Hak para penagih (ghurama’) tergantung dengan harta
yang ada sebelum dihajr dan tergantung hartanya yang baru setelah dihajr,
seperti mendapatkan warisan, denda akibat jinayat, wasiat, dsb. sehingga harta tersebut terkena hajr juga
seperti ketika belum dihajr. Oleh karena itu, tindakan pada hartanya tidak
boleh diberlakukan setelah dihajr apa pun bentuk tindakannya. Dan tidak sah
pengakuannya ada untuk orang lain pada sedikit hartanya, karena hak-hak ghurama
tergantung dengan satuan-satuan hartanya, sehingga tidak diterima pengakuannya.
Bahkan sebelum dihajr ia dilarang melakukan tindakan pada hartanya yang bisa
memadharratkan para pemberi hutang (ghurama’).
Imam Ibnul Qayyim mengatakan, “Apabila
hutang-hutangnya menghabiskan hartanya, maka tidak sah tabarru’nya (infaqnya)
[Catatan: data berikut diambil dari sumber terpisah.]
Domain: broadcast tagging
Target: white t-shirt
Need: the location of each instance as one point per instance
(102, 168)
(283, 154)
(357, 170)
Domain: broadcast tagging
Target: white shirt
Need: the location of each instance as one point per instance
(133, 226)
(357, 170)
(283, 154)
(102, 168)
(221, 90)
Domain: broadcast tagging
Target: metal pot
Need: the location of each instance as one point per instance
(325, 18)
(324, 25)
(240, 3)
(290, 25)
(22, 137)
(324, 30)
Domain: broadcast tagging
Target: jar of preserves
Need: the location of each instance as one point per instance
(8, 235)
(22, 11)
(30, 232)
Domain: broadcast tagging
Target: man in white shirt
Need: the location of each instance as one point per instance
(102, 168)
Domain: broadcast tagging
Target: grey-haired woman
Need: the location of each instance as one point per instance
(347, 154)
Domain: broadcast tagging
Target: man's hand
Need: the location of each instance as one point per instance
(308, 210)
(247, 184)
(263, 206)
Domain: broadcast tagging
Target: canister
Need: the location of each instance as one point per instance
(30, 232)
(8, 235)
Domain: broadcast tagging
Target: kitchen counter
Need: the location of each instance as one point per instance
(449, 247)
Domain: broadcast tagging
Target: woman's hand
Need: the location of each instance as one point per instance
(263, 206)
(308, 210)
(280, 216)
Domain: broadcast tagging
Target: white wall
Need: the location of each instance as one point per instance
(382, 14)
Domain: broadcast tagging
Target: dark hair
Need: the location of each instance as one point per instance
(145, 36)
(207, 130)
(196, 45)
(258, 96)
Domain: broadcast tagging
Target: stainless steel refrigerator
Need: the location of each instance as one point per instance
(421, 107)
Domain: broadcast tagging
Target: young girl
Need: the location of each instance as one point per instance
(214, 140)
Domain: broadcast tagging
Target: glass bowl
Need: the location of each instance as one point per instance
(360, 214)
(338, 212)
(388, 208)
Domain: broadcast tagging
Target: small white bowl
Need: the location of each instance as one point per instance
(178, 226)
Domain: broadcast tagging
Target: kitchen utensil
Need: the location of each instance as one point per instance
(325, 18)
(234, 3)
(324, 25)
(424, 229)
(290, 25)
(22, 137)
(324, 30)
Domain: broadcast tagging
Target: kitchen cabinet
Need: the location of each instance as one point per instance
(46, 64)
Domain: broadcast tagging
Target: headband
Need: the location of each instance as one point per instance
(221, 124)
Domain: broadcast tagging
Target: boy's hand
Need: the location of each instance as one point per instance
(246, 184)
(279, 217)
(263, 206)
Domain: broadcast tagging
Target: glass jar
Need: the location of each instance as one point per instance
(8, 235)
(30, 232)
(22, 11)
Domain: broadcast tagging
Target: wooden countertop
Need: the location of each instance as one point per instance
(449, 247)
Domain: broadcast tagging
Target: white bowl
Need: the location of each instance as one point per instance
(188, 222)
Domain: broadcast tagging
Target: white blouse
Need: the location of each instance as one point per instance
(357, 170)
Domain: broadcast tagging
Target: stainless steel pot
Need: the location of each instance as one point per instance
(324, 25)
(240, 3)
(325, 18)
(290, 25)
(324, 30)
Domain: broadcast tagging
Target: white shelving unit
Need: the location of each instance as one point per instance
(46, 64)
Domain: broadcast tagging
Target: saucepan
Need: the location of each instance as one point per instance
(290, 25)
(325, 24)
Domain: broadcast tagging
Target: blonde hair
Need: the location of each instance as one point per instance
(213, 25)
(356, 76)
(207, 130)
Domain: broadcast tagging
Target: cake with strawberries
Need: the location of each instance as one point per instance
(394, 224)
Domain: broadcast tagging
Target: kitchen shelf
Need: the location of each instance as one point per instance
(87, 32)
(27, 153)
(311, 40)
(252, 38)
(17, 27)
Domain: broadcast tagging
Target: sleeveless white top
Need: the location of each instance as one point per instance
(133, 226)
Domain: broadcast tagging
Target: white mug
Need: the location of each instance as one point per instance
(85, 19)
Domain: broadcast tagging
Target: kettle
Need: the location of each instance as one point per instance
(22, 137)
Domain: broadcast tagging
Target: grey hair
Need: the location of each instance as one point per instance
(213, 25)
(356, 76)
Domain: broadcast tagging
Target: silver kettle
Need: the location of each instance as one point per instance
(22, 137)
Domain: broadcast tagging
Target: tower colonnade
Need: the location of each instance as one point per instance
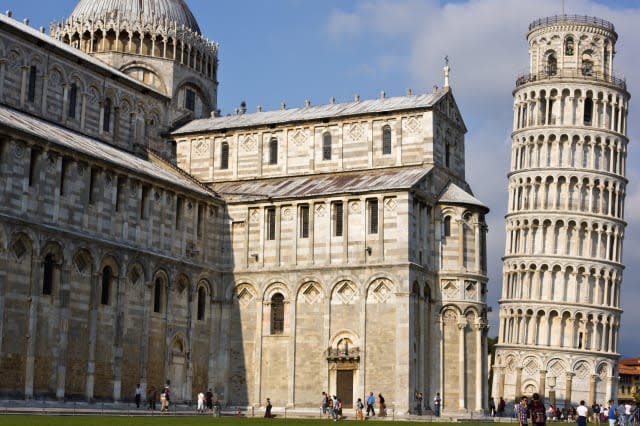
(562, 269)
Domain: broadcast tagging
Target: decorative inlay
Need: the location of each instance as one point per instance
(344, 293)
(299, 137)
(310, 294)
(19, 249)
(356, 132)
(248, 143)
(380, 291)
(390, 204)
(411, 125)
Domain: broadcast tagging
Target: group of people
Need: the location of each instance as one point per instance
(206, 401)
(534, 410)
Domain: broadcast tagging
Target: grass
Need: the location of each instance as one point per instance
(40, 420)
yang memadharratkan para pemilik hutang, sama saja baik hakim menghajrnya
ataupun tidak menghajrnya, inilah madzhab Malik dan yang dipilih oleh guru kami
(yakni Syaikhul Islam Ibnu Taimiyah).”
Ibnul Qayyim melanjutkan, “Inilah yang
benar, inilah yang sesuai dengan prinsip-prinsip madzhab tidak selainnya, bahkan
yang diinginkan oleh dasar-dasar syara’ dan ka’idahnya, karena hak ghurama’
terkait dengan hartanya, sehingga karena hal ini hakim menghajr. Kalau
seandainya hak ghurama tidak terkait dengan hartanya, maka hakim tidak bisa
menghajrnya, sehingga ia seperti orang yang sakit yang hampir meninggal. Dan
memberikan kesempatan orang yang berhutang ini untuk tabarru’ (berinfak) sama
saja membatalkan hak ghurama’, syari’at tidaklah datang seperti ini, ia datang
untuk menjaga hak pemilik hak dengan apapun caranya serta menutup pintu yang
mengarah kepada menyia-nyiakannya.”
2.
Siapa saja yang mendapatkan barangnya sama seperti
ketika ia menjualnya kepadanya atau mepinjamkannya atau menjadikan upahnya
sebelum orang yang berhutang ini dihajr, maka ia berhak mengambilnya dan
menariknya dari muflis. Hal ini berdasarkan sabda Rasulullah shallallahu
'alaihi wa sallam:
مَنْ أَدْرَكَ مَتَاعَهُ
عِنْدَ إِنْسَانٍ أَفْلَسَ فَهُوَ أَحَقُّ بِهِ مِنْ غَيْرِهِ
“Barangsiapa yang mendapatkan barangnya
ada pada seseorang yang telah bangkrut, maka di lebih berhak terhadapnya.”
(Muttafaq ‘alaih)
Lihat juga selanjutnya 6 syarat boleh
mengambil barangnya itu pada pembahasan hajr sebelumnya.
3.
Terputusnya tuntutan setelah ia dihajr sampai selesai
penghajran. Oleh karena itu, barang siapa yang berjual beli kepadanya atau
meminjamkan sesuatu pada saat ini, maka penuntutan atau penagihannya dilakukan nanti
setelah hajr selesai.
4.
Hakim menjualkan hartanya, membagi-bagikan hasilnya
sesuai ukuran hutang para ghurama’ (penagih), karena inilah maksud dari
penghajran, menunda-nundanya adalah kezhaliman. Dan hakim membiarkan untuk muflis apa yang
dibutuhkannya berupa tempat tinggal, bahan makanannnya, dsb.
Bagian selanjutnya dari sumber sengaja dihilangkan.